Sejumlah CIO dan system architects yang telah memanfaatkan SOA dalam praktik rancang bangun peranti lunaknya mengungkapkan ada beberapa langkah yang bisa ditempuh agar SOA bisa sukses diterapkan di perusahaan.
Pertama adalah merombak departemen TI. Perusahaan perlu melihat kondisi departemen TI-nya sebelum melakukan proyek SOA. Para software developer mungkin perlu mengikuti pelatihan ulang, dan pengelola TI mungkin perlu memikirkan ulang bagaimana mengelola pembagian tanggungjawab pengembangan peranti lunak.

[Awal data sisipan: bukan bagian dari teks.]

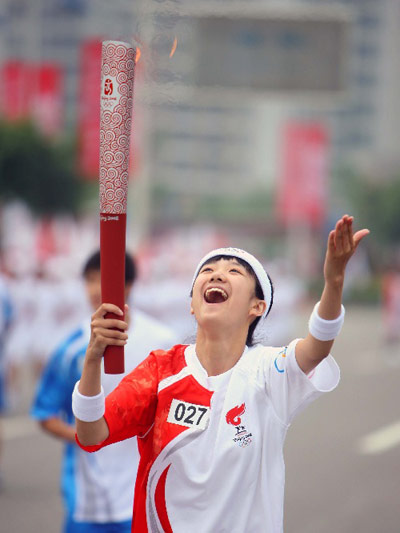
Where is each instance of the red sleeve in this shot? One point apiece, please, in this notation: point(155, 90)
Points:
point(131, 407)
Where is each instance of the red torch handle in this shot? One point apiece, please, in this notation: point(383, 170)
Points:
point(112, 262)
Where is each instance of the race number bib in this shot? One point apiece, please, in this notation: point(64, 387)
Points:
point(189, 415)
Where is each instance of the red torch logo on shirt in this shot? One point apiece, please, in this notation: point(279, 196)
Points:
point(242, 437)
point(233, 416)
point(108, 87)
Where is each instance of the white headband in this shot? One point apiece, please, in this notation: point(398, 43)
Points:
point(255, 264)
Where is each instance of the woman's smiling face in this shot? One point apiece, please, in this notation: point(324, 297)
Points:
point(224, 295)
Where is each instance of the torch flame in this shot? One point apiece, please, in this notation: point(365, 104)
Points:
point(174, 45)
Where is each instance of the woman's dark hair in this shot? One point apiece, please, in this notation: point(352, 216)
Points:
point(258, 290)
point(93, 264)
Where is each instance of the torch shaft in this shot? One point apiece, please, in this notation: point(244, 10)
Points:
point(112, 260)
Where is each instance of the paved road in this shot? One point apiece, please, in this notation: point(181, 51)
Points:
point(342, 454)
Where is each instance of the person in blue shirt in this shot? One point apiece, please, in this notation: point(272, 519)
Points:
point(6, 317)
point(97, 491)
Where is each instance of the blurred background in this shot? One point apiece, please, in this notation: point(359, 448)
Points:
point(256, 124)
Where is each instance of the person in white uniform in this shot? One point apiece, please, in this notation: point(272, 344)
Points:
point(211, 418)
point(98, 490)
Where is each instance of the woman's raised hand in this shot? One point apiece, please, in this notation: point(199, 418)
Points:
point(106, 331)
point(342, 243)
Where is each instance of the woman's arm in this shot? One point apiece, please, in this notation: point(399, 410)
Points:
point(342, 244)
point(103, 334)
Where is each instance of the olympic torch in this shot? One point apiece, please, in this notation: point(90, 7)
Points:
point(116, 101)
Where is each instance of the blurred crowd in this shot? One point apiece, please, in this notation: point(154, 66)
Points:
point(42, 294)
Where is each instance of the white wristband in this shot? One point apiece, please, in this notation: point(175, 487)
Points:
point(88, 408)
point(322, 329)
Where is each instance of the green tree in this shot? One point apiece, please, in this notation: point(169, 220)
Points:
point(37, 170)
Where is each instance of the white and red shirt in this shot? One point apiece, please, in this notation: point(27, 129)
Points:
point(212, 447)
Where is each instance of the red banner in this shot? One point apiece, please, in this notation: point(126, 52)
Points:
point(47, 99)
point(32, 92)
point(303, 182)
point(16, 80)
point(89, 109)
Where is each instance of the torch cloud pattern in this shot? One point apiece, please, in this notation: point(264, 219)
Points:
point(117, 75)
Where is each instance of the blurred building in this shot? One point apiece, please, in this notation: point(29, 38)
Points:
point(223, 140)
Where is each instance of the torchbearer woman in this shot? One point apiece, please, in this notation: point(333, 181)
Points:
point(212, 417)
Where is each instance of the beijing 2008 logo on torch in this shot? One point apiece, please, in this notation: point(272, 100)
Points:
point(109, 98)
point(242, 437)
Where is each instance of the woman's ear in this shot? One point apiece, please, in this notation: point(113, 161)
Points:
point(258, 308)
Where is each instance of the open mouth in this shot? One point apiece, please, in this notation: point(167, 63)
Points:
point(215, 295)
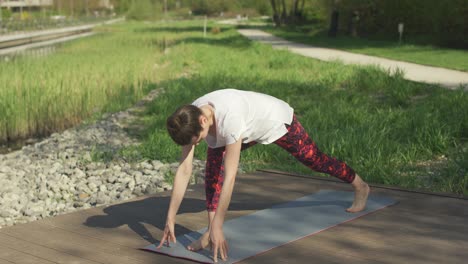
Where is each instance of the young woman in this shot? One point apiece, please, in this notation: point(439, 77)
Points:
point(230, 121)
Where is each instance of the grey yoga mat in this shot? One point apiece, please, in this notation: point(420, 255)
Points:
point(264, 230)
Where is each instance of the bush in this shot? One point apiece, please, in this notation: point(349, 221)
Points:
point(215, 30)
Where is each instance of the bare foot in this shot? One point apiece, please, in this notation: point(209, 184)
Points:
point(201, 243)
point(361, 192)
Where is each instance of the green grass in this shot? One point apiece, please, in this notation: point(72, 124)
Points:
point(105, 72)
point(381, 124)
point(409, 51)
point(391, 131)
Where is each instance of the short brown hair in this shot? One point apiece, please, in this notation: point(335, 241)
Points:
point(184, 124)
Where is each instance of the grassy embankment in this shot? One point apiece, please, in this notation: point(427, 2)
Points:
point(106, 72)
point(390, 130)
point(409, 51)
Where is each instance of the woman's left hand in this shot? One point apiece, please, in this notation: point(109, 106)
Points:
point(218, 242)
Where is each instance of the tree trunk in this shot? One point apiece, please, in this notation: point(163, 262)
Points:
point(284, 13)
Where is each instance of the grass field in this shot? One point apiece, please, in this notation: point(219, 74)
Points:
point(43, 94)
point(390, 130)
point(409, 51)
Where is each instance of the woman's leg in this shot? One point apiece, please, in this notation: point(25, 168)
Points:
point(303, 148)
point(214, 175)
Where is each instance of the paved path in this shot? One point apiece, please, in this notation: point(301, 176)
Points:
point(414, 72)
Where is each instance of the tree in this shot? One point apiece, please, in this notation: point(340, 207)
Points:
point(282, 16)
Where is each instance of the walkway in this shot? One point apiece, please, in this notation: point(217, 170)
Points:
point(420, 228)
point(414, 72)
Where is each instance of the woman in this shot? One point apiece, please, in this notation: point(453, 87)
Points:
point(230, 121)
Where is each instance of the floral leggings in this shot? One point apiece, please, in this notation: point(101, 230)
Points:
point(296, 141)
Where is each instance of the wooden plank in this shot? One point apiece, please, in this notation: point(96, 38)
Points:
point(419, 229)
point(74, 244)
point(10, 255)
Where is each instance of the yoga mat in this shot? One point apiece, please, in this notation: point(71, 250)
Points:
point(264, 230)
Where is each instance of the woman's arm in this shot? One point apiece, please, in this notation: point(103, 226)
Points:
point(231, 164)
point(181, 180)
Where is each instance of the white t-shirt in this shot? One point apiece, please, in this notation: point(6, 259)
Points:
point(246, 116)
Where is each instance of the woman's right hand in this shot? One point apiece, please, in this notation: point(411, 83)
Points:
point(169, 234)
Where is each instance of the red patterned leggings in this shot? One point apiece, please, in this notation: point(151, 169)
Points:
point(296, 141)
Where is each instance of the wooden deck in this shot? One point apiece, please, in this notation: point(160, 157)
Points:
point(421, 228)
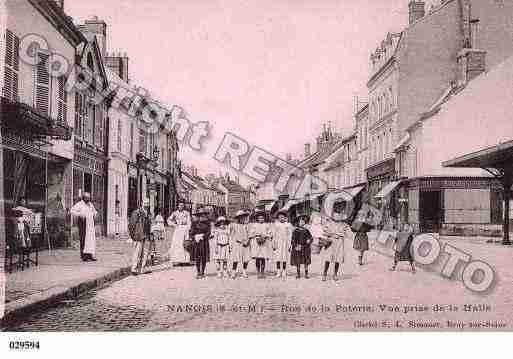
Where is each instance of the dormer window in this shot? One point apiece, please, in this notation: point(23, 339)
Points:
point(474, 32)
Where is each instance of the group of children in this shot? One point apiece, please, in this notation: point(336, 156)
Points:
point(240, 242)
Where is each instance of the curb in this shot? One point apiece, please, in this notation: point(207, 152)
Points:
point(20, 308)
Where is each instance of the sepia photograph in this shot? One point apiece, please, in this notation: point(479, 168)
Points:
point(255, 166)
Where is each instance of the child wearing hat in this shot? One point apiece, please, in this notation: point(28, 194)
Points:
point(300, 253)
point(240, 243)
point(281, 236)
point(260, 236)
point(222, 246)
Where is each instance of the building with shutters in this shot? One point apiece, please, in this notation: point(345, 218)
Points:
point(90, 165)
point(36, 117)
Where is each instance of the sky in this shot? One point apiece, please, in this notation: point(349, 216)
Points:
point(270, 71)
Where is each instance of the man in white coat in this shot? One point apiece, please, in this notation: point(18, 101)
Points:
point(84, 213)
point(181, 221)
point(281, 239)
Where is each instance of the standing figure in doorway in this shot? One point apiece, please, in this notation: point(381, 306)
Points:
point(181, 221)
point(282, 236)
point(240, 243)
point(85, 212)
point(332, 246)
point(260, 236)
point(301, 252)
point(139, 228)
point(200, 234)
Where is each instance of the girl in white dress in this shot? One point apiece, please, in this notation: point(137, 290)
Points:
point(181, 221)
point(222, 246)
point(281, 238)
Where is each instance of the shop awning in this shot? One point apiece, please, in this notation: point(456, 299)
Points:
point(290, 203)
point(268, 207)
point(350, 193)
point(22, 117)
point(389, 188)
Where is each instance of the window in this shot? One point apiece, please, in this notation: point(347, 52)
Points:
point(474, 32)
point(120, 128)
point(42, 84)
point(62, 101)
point(88, 121)
point(142, 141)
point(78, 114)
point(98, 125)
point(12, 66)
point(131, 140)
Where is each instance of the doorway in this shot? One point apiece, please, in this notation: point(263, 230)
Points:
point(431, 212)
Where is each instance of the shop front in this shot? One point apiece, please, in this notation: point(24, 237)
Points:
point(35, 180)
point(89, 175)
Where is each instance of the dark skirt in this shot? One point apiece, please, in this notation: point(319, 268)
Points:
point(200, 251)
point(361, 242)
point(403, 248)
point(304, 256)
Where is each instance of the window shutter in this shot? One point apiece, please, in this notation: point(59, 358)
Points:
point(42, 84)
point(12, 66)
point(62, 101)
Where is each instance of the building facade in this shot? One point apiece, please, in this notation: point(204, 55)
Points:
point(36, 117)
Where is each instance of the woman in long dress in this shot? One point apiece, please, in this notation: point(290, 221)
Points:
point(333, 249)
point(240, 244)
point(260, 235)
point(281, 239)
point(181, 221)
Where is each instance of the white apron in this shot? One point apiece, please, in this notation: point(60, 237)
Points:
point(81, 209)
point(181, 221)
point(282, 237)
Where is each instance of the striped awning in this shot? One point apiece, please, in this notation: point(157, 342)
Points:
point(389, 188)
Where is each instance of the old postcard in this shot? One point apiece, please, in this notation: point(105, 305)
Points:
point(268, 165)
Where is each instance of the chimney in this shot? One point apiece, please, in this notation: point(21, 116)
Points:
point(471, 63)
point(417, 10)
point(96, 27)
point(307, 150)
point(118, 63)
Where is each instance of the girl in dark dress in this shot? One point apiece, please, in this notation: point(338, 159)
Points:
point(300, 251)
point(402, 246)
point(200, 233)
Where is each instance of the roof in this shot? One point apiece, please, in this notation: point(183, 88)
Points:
point(491, 157)
point(478, 116)
point(232, 186)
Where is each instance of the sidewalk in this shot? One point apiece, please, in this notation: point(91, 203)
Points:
point(61, 274)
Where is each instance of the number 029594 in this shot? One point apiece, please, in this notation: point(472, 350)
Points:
point(24, 345)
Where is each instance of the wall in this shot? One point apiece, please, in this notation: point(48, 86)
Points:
point(495, 29)
point(427, 62)
point(23, 19)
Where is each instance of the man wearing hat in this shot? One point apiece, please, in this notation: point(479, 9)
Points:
point(140, 229)
point(199, 234)
point(84, 213)
point(240, 244)
point(281, 236)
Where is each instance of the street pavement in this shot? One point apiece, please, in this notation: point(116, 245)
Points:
point(369, 297)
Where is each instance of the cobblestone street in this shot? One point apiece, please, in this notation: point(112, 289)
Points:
point(171, 299)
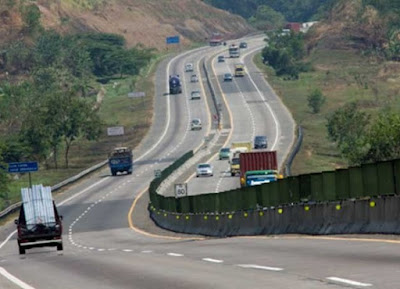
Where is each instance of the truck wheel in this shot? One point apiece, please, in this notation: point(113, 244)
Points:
point(21, 250)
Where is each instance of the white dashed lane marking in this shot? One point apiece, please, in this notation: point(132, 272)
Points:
point(251, 266)
point(213, 260)
point(348, 282)
point(174, 254)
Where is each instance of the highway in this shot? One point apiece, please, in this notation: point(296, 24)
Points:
point(109, 243)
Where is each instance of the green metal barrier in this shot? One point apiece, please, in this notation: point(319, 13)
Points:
point(342, 184)
point(368, 180)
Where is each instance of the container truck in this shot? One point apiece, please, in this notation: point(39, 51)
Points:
point(39, 224)
point(120, 160)
point(258, 167)
point(175, 86)
point(236, 149)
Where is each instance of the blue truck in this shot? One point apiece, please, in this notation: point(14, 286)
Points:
point(175, 86)
point(120, 160)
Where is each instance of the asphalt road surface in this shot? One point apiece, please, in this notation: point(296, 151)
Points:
point(105, 247)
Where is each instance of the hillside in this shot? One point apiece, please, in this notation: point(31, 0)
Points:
point(140, 21)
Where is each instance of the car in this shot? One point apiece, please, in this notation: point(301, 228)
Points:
point(195, 94)
point(243, 45)
point(189, 67)
point(194, 78)
point(224, 153)
point(260, 142)
point(204, 170)
point(228, 77)
point(195, 124)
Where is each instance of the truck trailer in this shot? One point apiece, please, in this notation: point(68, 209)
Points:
point(39, 224)
point(236, 149)
point(120, 160)
point(175, 86)
point(258, 167)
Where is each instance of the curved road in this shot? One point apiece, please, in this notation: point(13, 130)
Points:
point(102, 251)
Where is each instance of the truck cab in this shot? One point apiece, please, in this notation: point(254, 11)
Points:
point(120, 160)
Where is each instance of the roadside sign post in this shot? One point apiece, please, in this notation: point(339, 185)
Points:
point(180, 190)
point(157, 174)
point(172, 40)
point(24, 167)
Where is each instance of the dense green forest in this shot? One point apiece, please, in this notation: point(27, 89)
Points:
point(292, 10)
point(48, 87)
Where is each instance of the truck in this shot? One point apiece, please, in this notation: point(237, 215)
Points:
point(120, 160)
point(236, 149)
point(234, 51)
point(175, 86)
point(239, 70)
point(39, 223)
point(258, 167)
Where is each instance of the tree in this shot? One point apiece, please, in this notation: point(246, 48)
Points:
point(348, 127)
point(31, 17)
point(77, 119)
point(384, 137)
point(315, 100)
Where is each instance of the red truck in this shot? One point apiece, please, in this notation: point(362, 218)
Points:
point(258, 167)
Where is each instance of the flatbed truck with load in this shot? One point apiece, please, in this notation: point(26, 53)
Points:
point(38, 224)
point(120, 160)
point(258, 167)
point(236, 149)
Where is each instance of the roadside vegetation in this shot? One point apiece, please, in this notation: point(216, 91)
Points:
point(58, 95)
point(347, 100)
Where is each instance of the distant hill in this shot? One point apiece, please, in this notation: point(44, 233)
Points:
point(140, 21)
point(370, 26)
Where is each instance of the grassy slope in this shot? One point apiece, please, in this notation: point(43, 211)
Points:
point(116, 109)
point(335, 74)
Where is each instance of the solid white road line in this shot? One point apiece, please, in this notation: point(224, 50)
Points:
point(251, 266)
point(348, 282)
point(175, 254)
point(14, 279)
point(212, 260)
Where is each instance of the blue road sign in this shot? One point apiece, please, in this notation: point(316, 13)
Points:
point(172, 39)
point(25, 167)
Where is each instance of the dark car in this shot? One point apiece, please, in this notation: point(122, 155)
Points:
point(260, 142)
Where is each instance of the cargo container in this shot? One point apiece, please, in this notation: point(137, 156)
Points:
point(39, 224)
point(258, 161)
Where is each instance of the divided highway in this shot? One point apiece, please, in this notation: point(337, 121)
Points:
point(103, 251)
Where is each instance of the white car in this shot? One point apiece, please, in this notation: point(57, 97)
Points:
point(195, 94)
point(189, 67)
point(204, 170)
point(228, 77)
point(194, 78)
point(195, 124)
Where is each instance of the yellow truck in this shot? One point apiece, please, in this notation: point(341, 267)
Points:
point(236, 149)
point(239, 70)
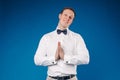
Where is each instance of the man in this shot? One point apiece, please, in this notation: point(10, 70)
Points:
point(62, 50)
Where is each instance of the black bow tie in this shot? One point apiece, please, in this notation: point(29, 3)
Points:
point(64, 31)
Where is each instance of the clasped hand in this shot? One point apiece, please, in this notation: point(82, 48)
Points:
point(59, 52)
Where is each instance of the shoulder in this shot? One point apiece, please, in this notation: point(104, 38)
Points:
point(76, 35)
point(49, 34)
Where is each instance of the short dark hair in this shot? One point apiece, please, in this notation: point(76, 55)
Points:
point(69, 9)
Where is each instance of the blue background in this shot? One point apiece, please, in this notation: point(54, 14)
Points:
point(23, 23)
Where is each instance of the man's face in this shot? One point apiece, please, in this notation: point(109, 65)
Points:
point(66, 18)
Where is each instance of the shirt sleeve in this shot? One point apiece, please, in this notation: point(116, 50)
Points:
point(41, 57)
point(80, 55)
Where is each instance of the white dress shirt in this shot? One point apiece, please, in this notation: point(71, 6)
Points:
point(75, 53)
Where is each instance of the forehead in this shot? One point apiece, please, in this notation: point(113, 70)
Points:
point(68, 11)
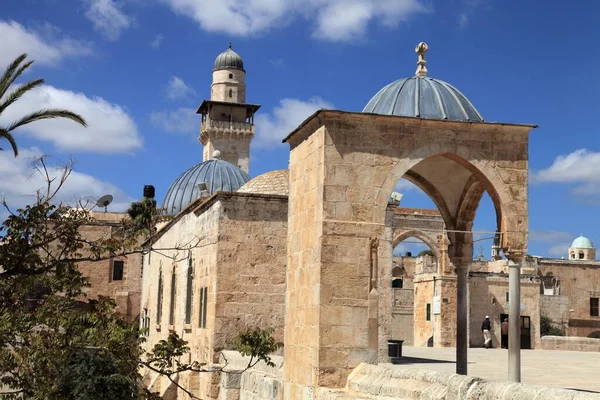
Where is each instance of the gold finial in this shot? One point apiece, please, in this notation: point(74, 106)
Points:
point(421, 49)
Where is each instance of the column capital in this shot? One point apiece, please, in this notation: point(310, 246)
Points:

Menurut Toby Redshaw, corporate vice president, IT strategy, e-business and development di Motorola Inc., SOA membutuhkan perubahan paradigma yang signifikan bagi sebuah IT shop. “Konsep SOA adalah konsep yang lugas, tapi konsep ini membutuhkan learning curve yang terjal bagi mereka yang menerapkannya,” ujarnya.
Seperti telah disebutkan di atas, alih-alih membangun aplikasi yang bersifat monolitik pendekatan SOA menitikberatkan kepada komponen-komponen peranti lunak atau services yang bisa digunakan kembali. Para pengembang peranti lunak yang terbiasa pada praktik-praktik konvensional pun perlu mempelajari bagaimana memecah-mecah coding menjadi bagian-bagian kecil.
Tapi mengubah paradigma pengembang peranti lunak tidaklah cukup. Secara struktural, departemen TI juga kemungkinan perlu diubah. Dari bentuk yang lebih mencerminkan pengembangan aplikasi monolitik, menjadi struktur yang bisa memfasilitasi perancangan services. Pihak IT shop mungkin perlu membagi tugas ke berbagai tim developer yang berbeda-beda, mengingat service yang akan dibangunnya berbentuk komponen-komponen.
Langkah seperti ini ditempuh MedicAlert Foundation International, sebuah organisasi nirlaba dalam bidang kesehatan di Turlock, California, AS. MedicAlert membagi tim pengembang peranti lunaknya menjadi dua kelompok untuk mengakomodasi pengembangan services dengan lebih baik. Satu tim menangani infrastruktur security yang mengontrol siapa-siapa saja yang bisa mengakses services, sementara tim lainnya berkonsentrasi pada pengembangan core business service-nya. Jorge Mercado, manager, service-oriented architecture and software architecture group, MedicAlert beralasan seorang developer sebaiknya tidak ditugaskan untuk mengerjakan keduanya, karena skill set yang dibutuhkan berbeda.